Música materna es una novela, decíamos, es decir, una ficción. Pero María nos hace saber que para ella no hay diferencia entre la verdad y la ficción: “Yo lo que te digo es verdad. ¿Cómo es la ficción, con qué la hacen?”. Luego pasa a contar una película con Sofia Loren, que le resulta del todo cierta: “¿Es la ficción o qué es? Si yo lo presencié todo lo que muestra la película?”. Así de simple se resuelve, en el texto, el gran tema del estatuto ficcional de la novela. Y efectivamente, ¿con qué se hace la ficción, si no con la realidad?

Finalmente, Música materna es el último eslabón en orden de tiempo, de lo que se ha dado en llamar “literatura de la inmigración”. Antonio Dal Masetto, Roberto Raschella, Griselda Gambaro, Mempo Giardinelli, Maria Teresa Andruetto… ya existe todo un canon, una clasificación por generaciones, una tradición crítica. Solo queda para constatar que este flujo no se interrumpe, que hay necesidad de una posmemoria de la inmigración que no está agotada aún, sino que nos sigue interpelando.

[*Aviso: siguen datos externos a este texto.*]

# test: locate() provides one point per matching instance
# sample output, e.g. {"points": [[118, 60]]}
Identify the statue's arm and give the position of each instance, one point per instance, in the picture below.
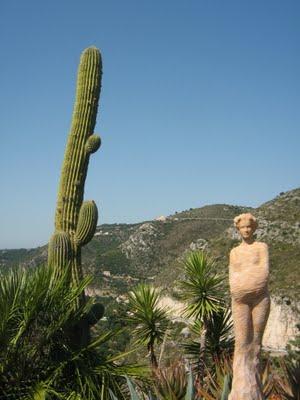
{"points": [[264, 256], [232, 257]]}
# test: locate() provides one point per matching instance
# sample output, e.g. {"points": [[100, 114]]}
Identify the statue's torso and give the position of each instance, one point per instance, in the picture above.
{"points": [[249, 271]]}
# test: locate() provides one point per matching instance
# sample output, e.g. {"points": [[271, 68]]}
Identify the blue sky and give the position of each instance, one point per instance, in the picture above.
{"points": [[200, 105]]}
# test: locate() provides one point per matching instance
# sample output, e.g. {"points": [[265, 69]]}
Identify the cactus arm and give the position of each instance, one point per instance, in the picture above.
{"points": [[59, 249], [87, 223]]}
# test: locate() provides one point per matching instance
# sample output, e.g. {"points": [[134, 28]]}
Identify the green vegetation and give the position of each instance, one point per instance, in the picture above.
{"points": [[75, 220], [37, 355], [149, 319], [202, 289]]}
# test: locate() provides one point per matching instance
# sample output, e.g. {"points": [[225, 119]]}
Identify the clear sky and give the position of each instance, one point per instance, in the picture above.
{"points": [[200, 105]]}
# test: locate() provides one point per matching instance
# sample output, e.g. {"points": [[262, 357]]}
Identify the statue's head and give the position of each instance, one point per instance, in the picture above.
{"points": [[246, 224]]}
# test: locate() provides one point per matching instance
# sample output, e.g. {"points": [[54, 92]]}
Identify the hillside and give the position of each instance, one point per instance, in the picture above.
{"points": [[121, 254]]}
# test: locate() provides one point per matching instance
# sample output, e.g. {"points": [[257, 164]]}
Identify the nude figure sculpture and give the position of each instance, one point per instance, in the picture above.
{"points": [[248, 280]]}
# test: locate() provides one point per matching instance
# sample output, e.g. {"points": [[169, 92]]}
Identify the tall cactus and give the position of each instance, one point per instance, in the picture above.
{"points": [[75, 219]]}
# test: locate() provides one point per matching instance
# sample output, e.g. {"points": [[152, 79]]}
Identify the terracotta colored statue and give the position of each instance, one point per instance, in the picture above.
{"points": [[248, 279]]}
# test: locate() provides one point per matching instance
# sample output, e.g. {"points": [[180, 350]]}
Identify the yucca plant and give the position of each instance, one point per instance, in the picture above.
{"points": [[171, 382], [202, 288], [148, 318], [218, 381], [37, 359]]}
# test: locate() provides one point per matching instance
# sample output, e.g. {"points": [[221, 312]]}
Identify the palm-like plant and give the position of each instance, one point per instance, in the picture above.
{"points": [[149, 319], [171, 382], [37, 359], [202, 289], [219, 337]]}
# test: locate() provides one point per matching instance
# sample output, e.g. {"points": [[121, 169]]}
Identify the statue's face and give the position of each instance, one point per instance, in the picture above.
{"points": [[246, 229]]}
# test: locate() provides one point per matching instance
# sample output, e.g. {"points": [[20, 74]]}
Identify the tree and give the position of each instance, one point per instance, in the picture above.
{"points": [[150, 320], [202, 289]]}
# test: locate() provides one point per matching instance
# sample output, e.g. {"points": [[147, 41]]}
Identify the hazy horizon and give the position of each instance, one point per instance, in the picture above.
{"points": [[199, 105]]}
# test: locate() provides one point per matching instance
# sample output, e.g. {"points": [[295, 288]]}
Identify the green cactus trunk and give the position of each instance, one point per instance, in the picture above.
{"points": [[75, 220]]}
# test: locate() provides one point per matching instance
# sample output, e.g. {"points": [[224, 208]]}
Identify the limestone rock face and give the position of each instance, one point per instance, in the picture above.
{"points": [[281, 326]]}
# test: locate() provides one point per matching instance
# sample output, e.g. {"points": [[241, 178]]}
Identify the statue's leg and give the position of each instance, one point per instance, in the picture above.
{"points": [[260, 313], [243, 331]]}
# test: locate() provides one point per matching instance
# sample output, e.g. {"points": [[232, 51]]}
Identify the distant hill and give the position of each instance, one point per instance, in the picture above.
{"points": [[122, 254]]}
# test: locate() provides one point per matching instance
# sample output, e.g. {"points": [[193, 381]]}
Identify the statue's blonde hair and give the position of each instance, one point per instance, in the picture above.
{"points": [[245, 216]]}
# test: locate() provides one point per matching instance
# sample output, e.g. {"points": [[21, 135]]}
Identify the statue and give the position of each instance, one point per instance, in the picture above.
{"points": [[248, 279]]}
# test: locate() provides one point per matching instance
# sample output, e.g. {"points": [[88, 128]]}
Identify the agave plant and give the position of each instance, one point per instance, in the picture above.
{"points": [[148, 318], [37, 359]]}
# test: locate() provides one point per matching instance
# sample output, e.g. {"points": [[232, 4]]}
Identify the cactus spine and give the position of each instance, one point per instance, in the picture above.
{"points": [[75, 220]]}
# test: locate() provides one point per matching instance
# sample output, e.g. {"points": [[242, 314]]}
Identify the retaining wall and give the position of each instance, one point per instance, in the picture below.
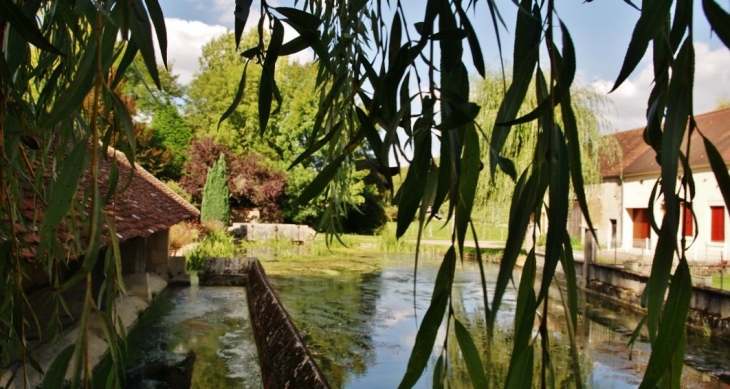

Una nota final: desde que empecé a leerlo, tuve la sensación de que detrás de ese relato íntimo había un relato colectivo. No sólo porque las experiencias narradas fueron experiencias colectivas -la guerra, la emigración- sino porque la modalidad misma del relato está más cerca de lo que Walter Benjamin entiende por narración oral, que es colectiva por definición, frente a la concepción libresca de la novela, que presupone, en cambio, la soledad del autor y del lector.

Pensándolo bien, el cuento cantilena de las madres reúne todas las características del narrador originario según Benjamin: la oralidad, la proximidad del cuentista a su oyente, la memoria transitoria de acontecimientos dispersos. Será, entonces, que la música materna es la forma originaria de la narración.